C’est la première fois que la représentation chinoise agresse nommément un chercheur français. « Petite frappe est une insulte assez “soft”, et plutôt contre-productive, estime M. Bondaz. Elle est un moyen, à travers moi, d’attaquer les positions françaises. Et l’ambassadeur ne s’adresse pas aux Français, mais directement à Pékin. » Depuis que Paris s’est exprimé plus fermement sur l’internement de masse des Ouïgours dans le Xinjiang (nord-ouest de la Chine), le climat s’est tendu.

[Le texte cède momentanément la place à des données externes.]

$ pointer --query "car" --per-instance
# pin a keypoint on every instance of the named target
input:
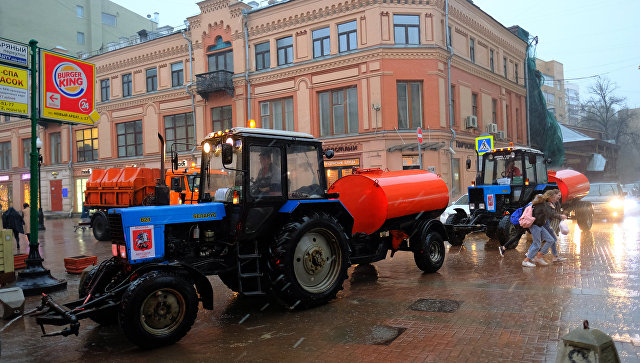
(462, 202)
(607, 199)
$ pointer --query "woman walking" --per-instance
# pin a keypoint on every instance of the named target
(541, 231)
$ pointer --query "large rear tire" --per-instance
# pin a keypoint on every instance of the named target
(100, 226)
(96, 282)
(507, 231)
(158, 309)
(309, 260)
(584, 215)
(456, 238)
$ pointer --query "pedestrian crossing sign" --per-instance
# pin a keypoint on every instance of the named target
(484, 144)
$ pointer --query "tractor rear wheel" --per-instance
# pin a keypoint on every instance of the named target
(308, 260)
(158, 309)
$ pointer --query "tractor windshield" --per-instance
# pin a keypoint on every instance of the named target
(219, 183)
(503, 169)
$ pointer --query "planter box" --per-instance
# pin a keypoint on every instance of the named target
(75, 265)
(19, 261)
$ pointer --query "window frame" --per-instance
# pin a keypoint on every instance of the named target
(287, 56)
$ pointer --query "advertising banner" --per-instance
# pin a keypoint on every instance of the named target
(67, 91)
(14, 91)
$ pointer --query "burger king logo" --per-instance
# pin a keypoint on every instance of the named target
(70, 80)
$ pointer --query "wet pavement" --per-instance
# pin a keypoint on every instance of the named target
(478, 307)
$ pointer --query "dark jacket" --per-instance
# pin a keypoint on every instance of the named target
(13, 220)
(542, 212)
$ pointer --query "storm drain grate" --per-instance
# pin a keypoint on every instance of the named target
(435, 305)
(383, 335)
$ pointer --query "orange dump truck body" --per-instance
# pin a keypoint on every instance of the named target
(374, 196)
(572, 184)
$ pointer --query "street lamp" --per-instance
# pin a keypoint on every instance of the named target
(40, 214)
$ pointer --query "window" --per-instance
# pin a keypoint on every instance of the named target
(285, 50)
(26, 152)
(263, 56)
(220, 61)
(491, 61)
(472, 50)
(277, 114)
(5, 155)
(87, 144)
(104, 90)
(338, 111)
(474, 104)
(347, 35)
(108, 19)
(221, 118)
(55, 146)
(126, 85)
(504, 65)
(152, 79)
(409, 105)
(321, 42)
(178, 129)
(129, 138)
(406, 29)
(494, 110)
(177, 74)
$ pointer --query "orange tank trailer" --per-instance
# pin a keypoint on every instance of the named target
(572, 184)
(373, 196)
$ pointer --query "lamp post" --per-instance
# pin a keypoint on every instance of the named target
(40, 214)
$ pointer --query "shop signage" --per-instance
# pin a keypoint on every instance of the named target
(14, 53)
(14, 91)
(67, 89)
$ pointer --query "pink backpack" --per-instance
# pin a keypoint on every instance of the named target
(527, 219)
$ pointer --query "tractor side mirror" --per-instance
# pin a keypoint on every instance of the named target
(329, 154)
(227, 154)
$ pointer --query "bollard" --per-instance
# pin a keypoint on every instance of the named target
(587, 345)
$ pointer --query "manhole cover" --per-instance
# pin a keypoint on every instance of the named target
(435, 305)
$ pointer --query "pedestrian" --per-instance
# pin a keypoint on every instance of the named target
(26, 215)
(541, 231)
(14, 222)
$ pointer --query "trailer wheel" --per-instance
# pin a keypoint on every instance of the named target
(100, 226)
(584, 214)
(109, 272)
(158, 309)
(507, 231)
(309, 260)
(456, 238)
(429, 251)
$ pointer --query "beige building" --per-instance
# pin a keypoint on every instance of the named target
(79, 26)
(553, 87)
(361, 76)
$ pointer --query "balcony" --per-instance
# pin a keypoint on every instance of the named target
(213, 82)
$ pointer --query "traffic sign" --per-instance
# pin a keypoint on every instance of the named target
(14, 91)
(67, 89)
(14, 53)
(484, 144)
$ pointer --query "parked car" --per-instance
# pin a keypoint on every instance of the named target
(462, 202)
(607, 199)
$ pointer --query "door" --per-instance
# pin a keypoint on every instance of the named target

Le chercheur a reçu de nombreux soutiens parmi ses pairs. « Un mot venu du cœur tient chaud durant trois hivers », a ironisé sur Twitter le directeur adjoint de la FRS, Bruno Tertrais, en citant un proverbe chinois. Le directeur général du Forum pour la paix de Paris, Justin Vaïsse, a jugé que l’expression « petite frappe » – « small-time hoodlum », a-t-il traduit en anglais – n’était tout simplement « pas acceptable ».

Au-delà, certains ont réclamé une nouvelle convocation de M. Lu. Raphaël Glucksmann, député socialiste au Parlement européen et militant de la cause ouïgoure, s’est dit partisan d’« avoir la nuque raide ». « Si nos dirigeants ont un peu de dignité et de sens de l’Etat », plaide-t-il, il faut « une grosse explication de texte ». Même demande de François-Xavier Bellamy, député européen du PPE : « Cher Jean-Yves Le Drian, ne laissez pas passer cela, ce serait lâche et dangereux », a-t-il tweeté. « Rarement a-t-on vu des diplomates faire autant de tort à l’image de leur pays. Brutale, grossière, voilà la Chine que vous montrez », a pour sa part tweeté Nathalie Loiseau, députée européenne et ancienne ministre d’Emmanuel Macron.